RosebloodDass man die Basement Tapes als unfertig ansieht und deswegen weniger mag, okay, aber genau darauf zielen doch die Aufnahmen ab und deswegen mag ich diese so sehr. Es ist der Moment, den die Lieder so gut einfangen. Der Moment, irgendwo zu sein, recht abgeschottet, egal was woanders passiert. Einfach nur mit Freunden Musik zu machen, Spaß zu haben und dabei ein Aufnahmegerät laufen zu lassen. Und genau diese Skizzen, dass nichts perfekt klingen muss, geben den Aufnahmen doch erst den Charme.

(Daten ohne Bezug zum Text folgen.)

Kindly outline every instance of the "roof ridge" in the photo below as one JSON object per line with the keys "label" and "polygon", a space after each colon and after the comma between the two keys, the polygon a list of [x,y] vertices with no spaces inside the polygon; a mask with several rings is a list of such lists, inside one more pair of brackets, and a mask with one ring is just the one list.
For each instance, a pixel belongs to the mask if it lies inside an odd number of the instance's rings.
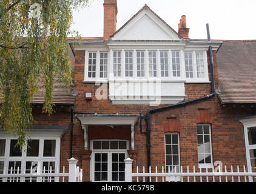
{"label": "roof ridge", "polygon": [[167,25],[171,30],[172,30],[175,33],[176,33],[179,37],[180,36],[180,35],[173,29],[167,23],[166,23],[160,16],[159,16],[157,13],[155,13],[147,5],[145,4],[145,5],[137,12],[136,13],[132,18],[130,18],[124,25],[123,25],[118,30],[115,32],[112,35],[110,35],[110,38],[115,36],[116,33],[120,32],[126,25],[127,25],[134,18],[135,18],[140,13],[141,13],[144,8],[148,8],[153,15],[155,15],[157,18],[158,18],[162,22],[163,22],[165,25]]}

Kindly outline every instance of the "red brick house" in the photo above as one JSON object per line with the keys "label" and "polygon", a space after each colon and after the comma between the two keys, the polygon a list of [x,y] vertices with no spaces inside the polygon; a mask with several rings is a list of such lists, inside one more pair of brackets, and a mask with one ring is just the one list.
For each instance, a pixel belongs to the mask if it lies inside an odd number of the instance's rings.
{"label": "red brick house", "polygon": [[[185,16],[176,32],[147,5],[116,30],[116,1],[103,5],[104,36],[83,38],[79,45],[70,39],[71,101],[58,102],[47,118],[35,107],[38,125],[62,132],[58,155],[48,161],[59,169],[75,157],[84,181],[124,181],[127,157],[134,171],[205,169],[215,161],[255,170],[256,41],[190,39]],[[45,138],[39,140],[52,139]],[[54,144],[45,142],[38,143],[42,161]],[[1,156],[5,166],[13,162]]]}

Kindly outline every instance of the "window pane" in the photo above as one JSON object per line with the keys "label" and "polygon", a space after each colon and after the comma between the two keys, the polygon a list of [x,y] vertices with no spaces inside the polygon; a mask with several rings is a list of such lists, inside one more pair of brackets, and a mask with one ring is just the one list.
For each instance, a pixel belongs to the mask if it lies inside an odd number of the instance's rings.
{"label": "window pane", "polygon": [[203,126],[197,125],[197,134],[203,134]]}
{"label": "window pane", "polygon": [[107,162],[107,153],[102,154],[102,161]]}
{"label": "window pane", "polygon": [[101,161],[100,153],[95,153],[95,162],[100,162]]}
{"label": "window pane", "polygon": [[101,171],[101,163],[95,162],[94,167],[95,171]]}
{"label": "window pane", "polygon": [[20,147],[19,146],[15,146],[17,142],[17,139],[11,139],[10,156],[21,156]]}
{"label": "window pane", "polygon": [[0,139],[0,157],[4,156],[5,151],[5,139]]}
{"label": "window pane", "polygon": [[178,144],[178,135],[172,135],[172,144]]}
{"label": "window pane", "polygon": [[117,150],[118,149],[118,142],[117,141],[110,141],[110,149]]}
{"label": "window pane", "polygon": [[173,165],[179,165],[179,158],[178,156],[173,156]]}
{"label": "window pane", "polygon": [[204,143],[210,144],[210,136],[204,135]]}
{"label": "window pane", "polygon": [[103,162],[101,171],[107,171],[107,162]]}
{"label": "window pane", "polygon": [[93,141],[93,149],[101,149],[101,141]]}
{"label": "window pane", "polygon": [[103,172],[101,173],[101,181],[107,181],[107,172]]}
{"label": "window pane", "polygon": [[119,149],[126,150],[126,141],[119,141]]}
{"label": "window pane", "polygon": [[166,146],[166,154],[172,154],[172,146]]}
{"label": "window pane", "polygon": [[102,149],[103,150],[109,149],[109,141],[102,141]]}
{"label": "window pane", "polygon": [[118,181],[118,172],[112,172],[112,181]]}
{"label": "window pane", "polygon": [[118,163],[112,162],[112,171],[118,171]]}
{"label": "window pane", "polygon": [[120,162],[124,162],[124,153],[120,153],[119,154],[119,161]]}
{"label": "window pane", "polygon": [[55,156],[56,140],[44,141],[44,156]]}
{"label": "window pane", "polygon": [[172,135],[166,135],[166,144],[171,144],[171,143],[172,143]]}
{"label": "window pane", "polygon": [[166,156],[166,165],[172,165],[172,156]]}
{"label": "window pane", "polygon": [[112,161],[117,162],[118,161],[118,153],[112,153]]}
{"label": "window pane", "polygon": [[209,125],[204,125],[204,134],[209,134]]}
{"label": "window pane", "polygon": [[256,144],[256,127],[248,128],[249,145]]}
{"label": "window pane", "polygon": [[101,181],[101,173],[100,172],[95,172],[94,173],[94,180],[95,181]]}
{"label": "window pane", "polygon": [[124,171],[124,162],[119,163],[119,171]]}
{"label": "window pane", "polygon": [[124,172],[119,173],[119,181],[124,181]]}
{"label": "window pane", "polygon": [[27,147],[27,156],[38,156],[39,139],[32,139],[28,141]]}
{"label": "window pane", "polygon": [[203,135],[198,135],[197,136],[197,143],[198,144],[203,144]]}
{"label": "window pane", "polygon": [[212,161],[211,159],[211,155],[206,155],[205,156],[205,162],[206,164],[211,164]]}
{"label": "window pane", "polygon": [[198,154],[198,163],[204,164],[204,155]]}
{"label": "window pane", "polygon": [[172,154],[178,154],[178,147],[177,145],[172,146]]}

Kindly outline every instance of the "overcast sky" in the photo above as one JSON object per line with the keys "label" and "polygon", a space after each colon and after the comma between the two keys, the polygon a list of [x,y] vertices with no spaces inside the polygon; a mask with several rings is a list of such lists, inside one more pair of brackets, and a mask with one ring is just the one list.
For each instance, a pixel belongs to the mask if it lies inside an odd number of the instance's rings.
{"label": "overcast sky", "polygon": [[[89,7],[74,12],[72,29],[83,37],[103,36],[103,0],[89,1]],[[209,23],[212,39],[256,39],[255,0],[117,0],[116,29],[145,4],[176,31],[185,15],[190,38],[207,39]]]}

Da will ich Euch beiden gar nicht widersprechen. Ich weise bloß auf folgendes hin:

Mep hat ja die Basement Tapes bewertet, wie sie in der Dylan-Werkbox enthalten sind. Und deshalb kann ich seine gemischten Gefühle verstehen.

Die seinerzeit erstveröffentlichten BT sind weder Fisch noch Fleisch – weder sind sie eine in sich schlüssige, konsistente Doppel-LP, noch erschließt sich wirklich die Möglichkeit, quasi aus der Schlüssellochperspektive musikalische Wurzelvergewisserung und Identitätsfindung in the making nachzuvollziehen. Das Faszinierende an dieser Musizierwerkstatt Dylans mit der Band war ja, genau wie es Roseblood beschreibt, das Experimentelle, der Versuchscharakter, das teilweise Anstrengungslose, ein Ausprobieren, manchmal bloß Anspielen, manchmal Ausarbeiten ohne permanent mitschwingenden Veröffentlichungsehrgeiz – und gleichzeitig ist das für jeden, der sich für die Musik dieser Leute begeistert, hochspannend, denn hier hat die ganz eigene Musizierperspektive der Band Gestalt angenommen, ihre folgenden Platten fußen auf den Basement-Erfahrungen und –Lerneffekten, und auch für Dylan war das wohl Traditionserforschung und Neulandsuche, Selbststabilisierung und Experimentierlabor in einem. All das in extenso nachzuvollziehen, ist sicher eine hochinteressante Hörerfahrung (ich habe allerdings über das offiziell veröffentlichte Material hinaus nur wenig davon gehört und kann deshalb hier nur mutmaßen), und vielleicht gibt es ja irgendwann noch eine brauchbare Bootleg-Series-Folge.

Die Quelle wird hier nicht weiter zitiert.